Three-Segment Protein Labeling Using a Highly Efficient and Cysteine-Less Split Intein Identified with Computational Prediction of Aggregation Properties.
Christoph Humberg, Jonas Kröger, Shmuel Pietrokovski, Henning D Mootz
Abstract
Open AccessSplit inteins are versatile tools in protein engineering. We envisaged a new tandem protein trans-splicing (PTS) scheme to assemble a protein from three segments, of which each can be individually treated with regard to its cysteine oxidation or chemical labeling status. However, only a single highly efficient cysteine-less split intein has been reported so far. Split intein activities are currently not predictable and require time-consuming biochemical characterizations. We aimed to accelerate the discovery of novel split inteins with high splicing efficiency by computational sequence analysis.
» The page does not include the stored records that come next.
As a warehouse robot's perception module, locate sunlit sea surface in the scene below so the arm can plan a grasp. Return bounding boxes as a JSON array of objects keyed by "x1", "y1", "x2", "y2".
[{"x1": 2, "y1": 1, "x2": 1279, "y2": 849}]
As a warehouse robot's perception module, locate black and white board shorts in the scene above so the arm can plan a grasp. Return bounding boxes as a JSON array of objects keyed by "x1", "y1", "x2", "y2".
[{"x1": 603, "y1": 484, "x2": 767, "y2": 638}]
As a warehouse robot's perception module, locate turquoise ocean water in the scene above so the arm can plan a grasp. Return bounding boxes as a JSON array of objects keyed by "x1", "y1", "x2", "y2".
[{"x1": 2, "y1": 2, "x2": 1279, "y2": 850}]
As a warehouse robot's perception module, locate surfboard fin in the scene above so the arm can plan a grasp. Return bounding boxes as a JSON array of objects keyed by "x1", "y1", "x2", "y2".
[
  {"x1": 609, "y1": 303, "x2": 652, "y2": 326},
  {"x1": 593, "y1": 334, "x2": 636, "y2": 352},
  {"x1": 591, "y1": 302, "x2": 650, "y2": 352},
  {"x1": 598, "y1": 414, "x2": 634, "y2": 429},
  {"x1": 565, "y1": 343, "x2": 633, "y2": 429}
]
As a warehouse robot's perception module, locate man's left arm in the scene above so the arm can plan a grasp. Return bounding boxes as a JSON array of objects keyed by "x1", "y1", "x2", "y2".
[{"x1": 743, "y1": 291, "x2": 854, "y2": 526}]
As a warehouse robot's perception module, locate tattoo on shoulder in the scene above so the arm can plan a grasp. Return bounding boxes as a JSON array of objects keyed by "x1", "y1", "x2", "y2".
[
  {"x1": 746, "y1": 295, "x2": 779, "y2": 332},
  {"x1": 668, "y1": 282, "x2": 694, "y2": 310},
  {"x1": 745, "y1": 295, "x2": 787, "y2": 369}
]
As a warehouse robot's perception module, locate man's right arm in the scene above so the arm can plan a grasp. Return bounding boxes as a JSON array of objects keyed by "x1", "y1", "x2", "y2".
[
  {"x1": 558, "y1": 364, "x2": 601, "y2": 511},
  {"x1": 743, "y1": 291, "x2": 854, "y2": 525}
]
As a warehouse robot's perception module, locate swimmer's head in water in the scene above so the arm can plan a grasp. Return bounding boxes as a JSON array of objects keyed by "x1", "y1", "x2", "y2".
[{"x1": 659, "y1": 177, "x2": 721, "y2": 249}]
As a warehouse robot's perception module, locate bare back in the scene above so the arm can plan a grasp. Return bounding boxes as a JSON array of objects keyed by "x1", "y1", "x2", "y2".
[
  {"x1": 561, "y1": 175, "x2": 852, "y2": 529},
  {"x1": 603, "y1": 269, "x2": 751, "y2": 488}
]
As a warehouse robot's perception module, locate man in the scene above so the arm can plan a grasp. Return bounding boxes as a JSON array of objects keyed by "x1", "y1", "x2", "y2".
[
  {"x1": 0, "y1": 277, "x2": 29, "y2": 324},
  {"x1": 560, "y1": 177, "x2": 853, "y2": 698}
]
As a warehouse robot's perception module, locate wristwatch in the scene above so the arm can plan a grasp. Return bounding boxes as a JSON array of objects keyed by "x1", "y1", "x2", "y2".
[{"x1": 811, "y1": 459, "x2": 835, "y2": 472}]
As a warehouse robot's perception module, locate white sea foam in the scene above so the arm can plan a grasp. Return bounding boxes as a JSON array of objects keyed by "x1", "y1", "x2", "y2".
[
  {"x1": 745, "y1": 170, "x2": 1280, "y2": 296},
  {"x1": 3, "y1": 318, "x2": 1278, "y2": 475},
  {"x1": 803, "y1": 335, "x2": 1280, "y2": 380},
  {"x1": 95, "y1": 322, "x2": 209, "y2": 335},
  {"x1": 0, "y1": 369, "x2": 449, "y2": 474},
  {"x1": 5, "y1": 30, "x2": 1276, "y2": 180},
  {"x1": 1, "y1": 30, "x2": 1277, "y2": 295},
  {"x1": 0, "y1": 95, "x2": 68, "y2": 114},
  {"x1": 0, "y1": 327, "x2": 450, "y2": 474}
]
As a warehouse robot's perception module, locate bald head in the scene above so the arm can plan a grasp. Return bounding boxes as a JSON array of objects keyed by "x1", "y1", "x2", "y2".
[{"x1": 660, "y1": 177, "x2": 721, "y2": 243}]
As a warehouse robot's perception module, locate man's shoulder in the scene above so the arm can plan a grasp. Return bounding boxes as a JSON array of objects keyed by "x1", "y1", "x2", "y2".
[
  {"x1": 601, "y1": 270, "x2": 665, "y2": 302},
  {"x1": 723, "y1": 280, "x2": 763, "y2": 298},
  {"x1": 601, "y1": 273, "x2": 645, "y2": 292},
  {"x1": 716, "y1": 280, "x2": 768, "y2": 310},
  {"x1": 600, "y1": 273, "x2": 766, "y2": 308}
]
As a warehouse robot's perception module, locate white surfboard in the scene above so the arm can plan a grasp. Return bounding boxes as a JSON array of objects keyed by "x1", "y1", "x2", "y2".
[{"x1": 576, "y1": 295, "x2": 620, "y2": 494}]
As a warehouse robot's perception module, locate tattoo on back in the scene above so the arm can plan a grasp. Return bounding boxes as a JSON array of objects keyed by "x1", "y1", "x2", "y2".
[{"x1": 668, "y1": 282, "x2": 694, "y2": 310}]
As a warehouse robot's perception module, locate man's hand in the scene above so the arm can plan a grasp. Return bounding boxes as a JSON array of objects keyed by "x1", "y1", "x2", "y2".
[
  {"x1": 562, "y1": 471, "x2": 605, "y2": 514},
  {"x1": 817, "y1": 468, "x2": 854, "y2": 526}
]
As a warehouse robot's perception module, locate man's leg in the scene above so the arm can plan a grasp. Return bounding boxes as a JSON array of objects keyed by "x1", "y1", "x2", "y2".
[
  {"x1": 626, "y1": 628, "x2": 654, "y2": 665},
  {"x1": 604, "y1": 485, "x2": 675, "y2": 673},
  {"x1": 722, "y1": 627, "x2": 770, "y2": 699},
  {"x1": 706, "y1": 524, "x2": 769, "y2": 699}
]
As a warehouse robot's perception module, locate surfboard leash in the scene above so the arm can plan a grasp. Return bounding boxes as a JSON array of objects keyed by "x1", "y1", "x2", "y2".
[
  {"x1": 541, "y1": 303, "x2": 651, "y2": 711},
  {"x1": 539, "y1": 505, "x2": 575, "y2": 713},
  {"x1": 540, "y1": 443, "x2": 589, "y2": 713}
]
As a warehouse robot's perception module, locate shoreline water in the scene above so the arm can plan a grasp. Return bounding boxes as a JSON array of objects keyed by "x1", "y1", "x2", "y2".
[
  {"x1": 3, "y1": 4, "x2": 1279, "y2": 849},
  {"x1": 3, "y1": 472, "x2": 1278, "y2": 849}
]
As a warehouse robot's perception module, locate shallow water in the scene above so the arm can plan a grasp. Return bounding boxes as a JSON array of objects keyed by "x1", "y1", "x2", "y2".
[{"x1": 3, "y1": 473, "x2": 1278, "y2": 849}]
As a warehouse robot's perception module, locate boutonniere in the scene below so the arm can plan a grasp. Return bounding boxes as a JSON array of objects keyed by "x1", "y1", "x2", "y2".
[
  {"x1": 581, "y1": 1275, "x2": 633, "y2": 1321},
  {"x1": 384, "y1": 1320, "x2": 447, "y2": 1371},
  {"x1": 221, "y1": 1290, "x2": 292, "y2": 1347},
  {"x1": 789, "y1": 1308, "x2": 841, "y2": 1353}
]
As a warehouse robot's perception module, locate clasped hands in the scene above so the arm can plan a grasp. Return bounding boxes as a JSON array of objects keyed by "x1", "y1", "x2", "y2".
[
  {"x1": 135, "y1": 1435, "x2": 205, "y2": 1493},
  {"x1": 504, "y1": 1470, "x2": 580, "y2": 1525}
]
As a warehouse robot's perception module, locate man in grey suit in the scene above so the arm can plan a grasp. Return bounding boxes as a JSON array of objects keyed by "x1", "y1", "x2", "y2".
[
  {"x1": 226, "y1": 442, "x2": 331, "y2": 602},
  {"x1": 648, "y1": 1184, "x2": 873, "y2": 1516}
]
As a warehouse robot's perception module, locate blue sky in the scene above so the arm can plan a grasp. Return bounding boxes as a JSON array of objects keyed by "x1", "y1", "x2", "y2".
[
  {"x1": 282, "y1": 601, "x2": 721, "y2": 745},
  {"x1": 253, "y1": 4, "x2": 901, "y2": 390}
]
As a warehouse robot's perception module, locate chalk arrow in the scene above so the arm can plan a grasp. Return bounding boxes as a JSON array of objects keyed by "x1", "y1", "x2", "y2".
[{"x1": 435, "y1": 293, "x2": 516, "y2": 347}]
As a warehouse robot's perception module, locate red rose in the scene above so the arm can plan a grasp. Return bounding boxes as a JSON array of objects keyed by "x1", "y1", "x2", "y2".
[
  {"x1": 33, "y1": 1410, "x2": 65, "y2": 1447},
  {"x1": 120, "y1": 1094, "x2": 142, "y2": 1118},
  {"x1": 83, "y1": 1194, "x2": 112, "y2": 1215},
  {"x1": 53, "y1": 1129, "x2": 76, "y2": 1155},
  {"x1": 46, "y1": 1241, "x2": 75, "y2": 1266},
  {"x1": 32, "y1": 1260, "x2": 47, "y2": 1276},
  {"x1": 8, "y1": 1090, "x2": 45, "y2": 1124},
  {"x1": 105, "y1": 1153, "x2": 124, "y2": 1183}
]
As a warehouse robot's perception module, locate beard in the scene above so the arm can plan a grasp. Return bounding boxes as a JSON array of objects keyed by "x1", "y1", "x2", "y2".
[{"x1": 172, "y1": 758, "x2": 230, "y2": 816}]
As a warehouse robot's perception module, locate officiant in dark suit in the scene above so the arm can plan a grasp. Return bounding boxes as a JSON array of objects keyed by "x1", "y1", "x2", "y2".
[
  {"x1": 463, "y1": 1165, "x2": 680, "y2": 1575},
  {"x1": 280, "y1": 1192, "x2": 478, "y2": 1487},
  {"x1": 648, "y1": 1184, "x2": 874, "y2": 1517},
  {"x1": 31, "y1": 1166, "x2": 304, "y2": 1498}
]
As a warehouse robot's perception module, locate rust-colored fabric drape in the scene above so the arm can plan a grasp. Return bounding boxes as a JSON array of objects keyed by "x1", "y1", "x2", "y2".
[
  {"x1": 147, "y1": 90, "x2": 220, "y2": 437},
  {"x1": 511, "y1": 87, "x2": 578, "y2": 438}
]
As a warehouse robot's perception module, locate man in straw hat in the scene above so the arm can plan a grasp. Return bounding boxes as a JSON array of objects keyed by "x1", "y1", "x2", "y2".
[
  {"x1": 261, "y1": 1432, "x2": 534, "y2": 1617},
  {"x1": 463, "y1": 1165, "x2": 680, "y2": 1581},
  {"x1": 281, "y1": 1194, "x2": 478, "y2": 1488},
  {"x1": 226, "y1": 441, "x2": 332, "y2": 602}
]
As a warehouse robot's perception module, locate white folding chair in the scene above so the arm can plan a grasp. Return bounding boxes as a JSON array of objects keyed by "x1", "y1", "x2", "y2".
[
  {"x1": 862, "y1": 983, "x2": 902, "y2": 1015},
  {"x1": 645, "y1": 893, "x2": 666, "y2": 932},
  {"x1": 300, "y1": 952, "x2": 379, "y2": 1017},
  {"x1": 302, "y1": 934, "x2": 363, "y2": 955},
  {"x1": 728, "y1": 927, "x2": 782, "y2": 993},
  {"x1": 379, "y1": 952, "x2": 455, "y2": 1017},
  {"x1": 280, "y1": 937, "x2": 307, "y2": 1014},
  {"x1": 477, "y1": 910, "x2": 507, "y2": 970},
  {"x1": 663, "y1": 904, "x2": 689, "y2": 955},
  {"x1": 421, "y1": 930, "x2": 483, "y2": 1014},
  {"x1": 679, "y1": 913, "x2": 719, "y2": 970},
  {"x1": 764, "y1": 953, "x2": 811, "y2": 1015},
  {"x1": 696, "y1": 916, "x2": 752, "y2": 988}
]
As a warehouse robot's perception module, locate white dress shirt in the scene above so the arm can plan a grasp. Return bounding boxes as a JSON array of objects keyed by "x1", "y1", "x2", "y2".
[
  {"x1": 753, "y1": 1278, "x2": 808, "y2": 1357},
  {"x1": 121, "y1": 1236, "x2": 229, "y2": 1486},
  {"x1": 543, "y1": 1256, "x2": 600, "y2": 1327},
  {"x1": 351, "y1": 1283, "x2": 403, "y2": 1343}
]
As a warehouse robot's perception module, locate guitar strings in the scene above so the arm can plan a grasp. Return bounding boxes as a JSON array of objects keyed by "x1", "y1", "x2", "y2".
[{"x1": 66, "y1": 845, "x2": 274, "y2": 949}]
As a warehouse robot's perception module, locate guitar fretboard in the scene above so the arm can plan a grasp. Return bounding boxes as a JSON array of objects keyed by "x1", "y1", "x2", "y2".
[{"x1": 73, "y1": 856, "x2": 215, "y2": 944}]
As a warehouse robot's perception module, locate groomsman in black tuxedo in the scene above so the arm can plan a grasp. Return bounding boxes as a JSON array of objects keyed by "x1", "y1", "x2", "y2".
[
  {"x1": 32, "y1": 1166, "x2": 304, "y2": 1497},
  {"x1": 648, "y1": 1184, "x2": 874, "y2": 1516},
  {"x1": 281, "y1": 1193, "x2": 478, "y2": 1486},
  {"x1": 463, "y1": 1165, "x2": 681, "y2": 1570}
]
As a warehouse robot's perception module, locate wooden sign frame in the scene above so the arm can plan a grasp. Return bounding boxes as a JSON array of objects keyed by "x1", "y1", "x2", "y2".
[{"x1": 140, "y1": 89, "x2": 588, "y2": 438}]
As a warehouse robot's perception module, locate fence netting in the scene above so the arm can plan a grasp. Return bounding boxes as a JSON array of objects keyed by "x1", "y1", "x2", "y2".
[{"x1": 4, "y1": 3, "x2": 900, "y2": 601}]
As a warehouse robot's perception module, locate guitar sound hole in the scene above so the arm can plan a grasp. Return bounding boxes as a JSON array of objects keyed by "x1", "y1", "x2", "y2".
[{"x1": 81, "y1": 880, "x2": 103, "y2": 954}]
Inspired by our previous finding that linked reduced splicing efficiency of characterized split intein fragments to soluble, β-sheet-rich amyloid-like aggregates, we confirmed the inverse correlation between predicted aggregation propensity and splicing efficiency for new intein candidates by size-exclusion chromatography and biochemical analysis. The LCGC14 intein emerged as a second available cysteine-less split intein with virtually quantitative splicing efficiency, significantly expanding protein engineering opportunities independent of thiol chemistries or in oxidizing conditions. We exploit the orthogonality to the cysteine-less CLm intein to assemble proteins from three selectively labeled segments, as demonstrated for a trimodular non-ribosomal peptide synthetase (NRPS). The prediction of split intein efficiency from their sequence is a significant advancement to streamline future discovery processes.